お狐様と裁判所 ページ41
◆
「────────、ほら、さっさと歩け。」
淳「痛っ?!」
途切れていた意識が、衝撃で一気に戻る。
淳「・・・えっと、?」
「歩け。三度目は無いぞ。」
淳「痛い痛い! 分かりましたから!」
いつの間にか、俺は縛られていて。
その隣には、狐面を付けた男。
その後ろでは、黒い尾が揺れている。
(さっきの黒い影は、コイツかその仲間か・・・)
どうやら俺は、コイツに捕まったらしい。
(神ちゃんもシゲもおらんけど・・・ふたりは無事なんかな・・・)
三度目は無い。
そう言われたから、とりあえず歩きながら考える。
おそらく、あの稲荷神社はコイツらの住処。
そして俺らは、不法侵入者。
ただの人間なら良かったんかもしれへんけど。
生憎と、シゲは≪犬神≫で神ちゃんは≪白稚児≫や。
妖怪のテリトリーに余所者が這入ってきたら、それは立派な不法侵入や。
・・・まぁ、本人たちにその自覚は無かったんやろうけどな。
「もうすぐお狐様が御出でになる。
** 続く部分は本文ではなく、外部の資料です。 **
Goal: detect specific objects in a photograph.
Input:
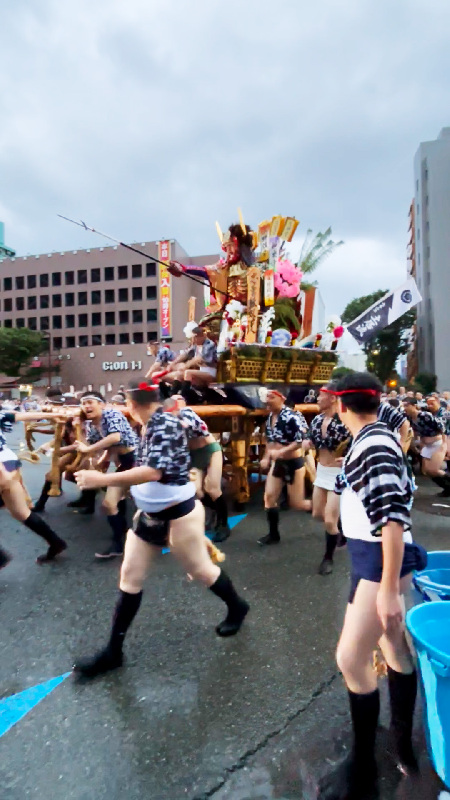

それまで待っていろ、余所者。」
淳「痛っ!」
連れてこられたのは、時代劇に出てくるようなお白州。
蹴飛ばされて這い蹲るような体勢で、それでも周りを見回す。
周りに立っているのは人間やなく、狐面を被った妖怪達。
白、黄、薄茶、茶、黒。
いろんな色の尾は、多くても三本。
四尾以上の奴はおらん。
(照史は、此処にはおらんのかな・・・)
なかなかヤバい状態やっていうのに。
それでも照史のことを探してしまう。
智「痛ァ!」
大「っ、」
その両隣に、神ちゃんとシゲが倒れ込む。
直後、鳴り出す鈴。
シャラン、シャランと、鳴り響く。
「お狐様の、おなーりー!」
その音を凌ぐ、誰かの声。
そしてゆっくりと姿を現す、≪お狐様≫と呼ばれたもの。
?「・・・・・・じ、淳太くん?!」
聞き慣れた、その声。
驚いて、心配しているような。
まさか、まさか。
淳「・・・あき、と?」
自由が効かないながらも、どうにか視線を上へ向ける。
上。
お白州の、代官が座る位置。
そこに座る、狐面の男。
その背後には、白く輝く、九本の尾。
そして、面の下から覗いたのは、いつもの八の字眉の顔。
照「どうして・・・」
淳「お前が、逃げるからやろ。」
蒼白になった照史に向かって、俺は悪態をついた。
どういう事か、ちゃんと説明してもらおうやないか。